#### ABC is a plane lamina of the shape of an equilateral triangle. D, E are midpoints of AB, AC and G is the centroid of the lamina. Moment of inertia of lamina about an axis passing through G and perpendicular to the plane ABC $I_{0}$. If the part ADE is removed, the moment of inertia of the remaining part about the same axis is $\frac{NI_{0}}{16}$ where N is an integer.
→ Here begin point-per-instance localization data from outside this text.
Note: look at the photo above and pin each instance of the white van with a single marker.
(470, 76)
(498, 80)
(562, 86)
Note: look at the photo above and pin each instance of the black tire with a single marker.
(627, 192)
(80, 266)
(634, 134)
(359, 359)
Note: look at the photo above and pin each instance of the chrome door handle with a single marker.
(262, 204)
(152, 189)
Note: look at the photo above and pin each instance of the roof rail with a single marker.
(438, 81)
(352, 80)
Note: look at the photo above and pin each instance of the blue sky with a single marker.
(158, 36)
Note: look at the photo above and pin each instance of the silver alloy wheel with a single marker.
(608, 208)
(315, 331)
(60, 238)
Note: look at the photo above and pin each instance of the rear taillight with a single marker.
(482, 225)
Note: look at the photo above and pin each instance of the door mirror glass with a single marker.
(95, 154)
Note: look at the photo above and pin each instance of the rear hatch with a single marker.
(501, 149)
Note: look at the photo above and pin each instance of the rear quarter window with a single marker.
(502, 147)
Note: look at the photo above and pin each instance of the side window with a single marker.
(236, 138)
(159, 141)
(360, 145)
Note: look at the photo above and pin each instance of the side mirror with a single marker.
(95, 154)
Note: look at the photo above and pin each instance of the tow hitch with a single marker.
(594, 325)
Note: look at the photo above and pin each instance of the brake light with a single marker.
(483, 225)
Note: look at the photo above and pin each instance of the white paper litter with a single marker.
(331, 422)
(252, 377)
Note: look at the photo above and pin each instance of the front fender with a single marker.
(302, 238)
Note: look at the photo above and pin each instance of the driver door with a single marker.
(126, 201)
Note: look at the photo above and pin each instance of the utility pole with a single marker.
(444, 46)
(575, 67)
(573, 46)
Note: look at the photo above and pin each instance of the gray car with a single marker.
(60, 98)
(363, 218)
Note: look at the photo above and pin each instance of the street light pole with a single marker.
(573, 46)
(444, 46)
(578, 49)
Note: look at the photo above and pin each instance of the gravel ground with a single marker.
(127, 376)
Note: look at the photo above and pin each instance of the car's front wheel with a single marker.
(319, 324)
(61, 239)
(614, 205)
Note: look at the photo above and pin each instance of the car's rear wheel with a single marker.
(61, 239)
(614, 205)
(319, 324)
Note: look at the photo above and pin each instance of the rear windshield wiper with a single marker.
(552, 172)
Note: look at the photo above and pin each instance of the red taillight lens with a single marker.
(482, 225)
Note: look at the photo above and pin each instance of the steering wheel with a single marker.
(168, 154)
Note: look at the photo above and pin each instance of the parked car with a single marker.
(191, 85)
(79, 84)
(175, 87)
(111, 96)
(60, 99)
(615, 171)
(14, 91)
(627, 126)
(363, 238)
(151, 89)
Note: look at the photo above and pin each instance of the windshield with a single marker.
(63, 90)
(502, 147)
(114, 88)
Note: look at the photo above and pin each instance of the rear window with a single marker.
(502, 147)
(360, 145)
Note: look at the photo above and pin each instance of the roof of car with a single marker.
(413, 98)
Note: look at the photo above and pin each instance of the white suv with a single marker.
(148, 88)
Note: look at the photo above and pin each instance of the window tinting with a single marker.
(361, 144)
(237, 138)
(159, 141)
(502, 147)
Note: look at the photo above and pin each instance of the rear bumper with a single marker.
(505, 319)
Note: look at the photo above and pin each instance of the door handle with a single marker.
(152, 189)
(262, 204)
Value of N is _____________ Option: 1 11 Option: 2 9 Option: 3 8 Option: 4 7

Let the side of the triangle is a and mass is m

\begin{aligned} &\text { MOI of plate ABC about centroid }\\ &\mathrm{I}_{0}=\frac{\mathrm{m}}{3}\left(\left(\frac{\mathrm{a}}{2 \sqrt{3}}\right)^{2} \times 3\right)=\frac{\mathrm{ma}^{2}}{12} \end{aligned}

Triangle ADE is also an equilateral triangle of side  $\frac{a}{2}$.
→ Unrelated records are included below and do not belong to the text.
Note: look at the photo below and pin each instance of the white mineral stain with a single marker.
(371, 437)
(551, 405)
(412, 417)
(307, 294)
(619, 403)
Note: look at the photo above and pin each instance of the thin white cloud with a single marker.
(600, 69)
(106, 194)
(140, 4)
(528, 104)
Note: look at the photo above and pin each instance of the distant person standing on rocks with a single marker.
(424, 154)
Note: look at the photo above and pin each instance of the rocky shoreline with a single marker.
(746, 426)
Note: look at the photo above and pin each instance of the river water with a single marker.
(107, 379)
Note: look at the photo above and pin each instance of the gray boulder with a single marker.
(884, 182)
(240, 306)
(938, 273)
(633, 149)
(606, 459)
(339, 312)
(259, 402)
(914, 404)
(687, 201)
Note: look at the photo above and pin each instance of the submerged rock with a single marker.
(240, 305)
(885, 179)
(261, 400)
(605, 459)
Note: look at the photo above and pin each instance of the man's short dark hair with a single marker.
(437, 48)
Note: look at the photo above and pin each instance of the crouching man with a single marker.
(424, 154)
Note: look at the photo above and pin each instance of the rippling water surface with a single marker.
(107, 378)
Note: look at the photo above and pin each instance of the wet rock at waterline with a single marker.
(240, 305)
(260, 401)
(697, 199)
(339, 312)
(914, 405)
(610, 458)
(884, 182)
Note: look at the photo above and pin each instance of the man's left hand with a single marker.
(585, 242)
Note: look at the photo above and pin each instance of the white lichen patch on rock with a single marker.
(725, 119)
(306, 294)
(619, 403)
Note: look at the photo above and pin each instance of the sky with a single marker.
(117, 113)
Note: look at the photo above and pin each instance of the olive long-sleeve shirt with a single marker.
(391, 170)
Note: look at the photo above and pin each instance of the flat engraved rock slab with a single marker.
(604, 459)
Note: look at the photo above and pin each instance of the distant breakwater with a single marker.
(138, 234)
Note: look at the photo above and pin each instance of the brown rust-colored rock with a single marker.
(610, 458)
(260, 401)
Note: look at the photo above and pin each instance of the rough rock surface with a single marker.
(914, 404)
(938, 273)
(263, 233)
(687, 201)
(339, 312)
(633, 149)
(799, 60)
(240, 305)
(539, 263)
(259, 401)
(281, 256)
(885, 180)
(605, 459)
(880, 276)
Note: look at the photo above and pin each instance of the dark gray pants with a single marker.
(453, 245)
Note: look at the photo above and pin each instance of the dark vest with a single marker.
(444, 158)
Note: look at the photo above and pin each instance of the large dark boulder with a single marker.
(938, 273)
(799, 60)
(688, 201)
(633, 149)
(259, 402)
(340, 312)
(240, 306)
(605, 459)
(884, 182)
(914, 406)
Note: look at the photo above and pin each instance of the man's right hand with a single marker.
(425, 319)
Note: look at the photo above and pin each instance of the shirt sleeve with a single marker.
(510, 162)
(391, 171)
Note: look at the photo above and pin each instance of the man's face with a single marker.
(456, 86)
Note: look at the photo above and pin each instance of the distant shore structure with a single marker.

Let the moment of inertia of triangular plate ADE about its centroid (G') is $I_1$ and mass is  $m_1$

$\dpi{150} \begin{array}{l} \mathrm{m}_{1}=\frac{\mathrm{m}}{\frac{\sqrt{3} \mathrm{a}^{2}}{4}} \times \frac{\sqrt{3}}{4}\left(\frac{\mathrm{a}}{2}\right)^{2}=\frac{\mathrm{m}}{4} \\ \\ \mathrm{I}_{1}=\frac{\mathrm{m}_{1}}{12}\left(\frac{\mathrm{a}}{2}\right)^{2}=\frac{\mathrm{m}}{4 \times 12} \frac{\mathrm{a}^{2}}{4}=\frac{\mathrm{ma}^{2}}{192} \end{array}$

$\dpi{120} \text {from figure distance } \mathrm{GG}^{\prime}=\frac{\mathrm{a}}{\sqrt{3}}-\frac{\mathrm{a}}{2 \sqrt{3}}=\frac{\mathrm{a}}{2 \sqrt{3}}$

\begin{aligned} &\text { so MOI of part ADE about centroid G is }\\ &\mathrm{I}_{2}=\mathrm{I}_{1}+\mathrm{m}_{1}\left(\frac{\mathrm{a}}{2 \sqrt{3}}\right)^{2}=\frac{\mathrm{ma}^{2}}{192}+\frac{\mathrm{m}}{4} \cdot \frac{\mathrm{a}^{2}}{12}=\frac{5 \mathrm{ma}^{2}}{192} \end{aligned}

now MOI of remaining part

\begin{aligned} &I_{re}=\frac{m a^{2}}{12}-\frac{5 m a^{2}}{192}=\frac{11 m a^{2}}{12 \times 16}=\frac{11 I_{0}}{16} \\ \Rightarrow & N=11 \end{aligned}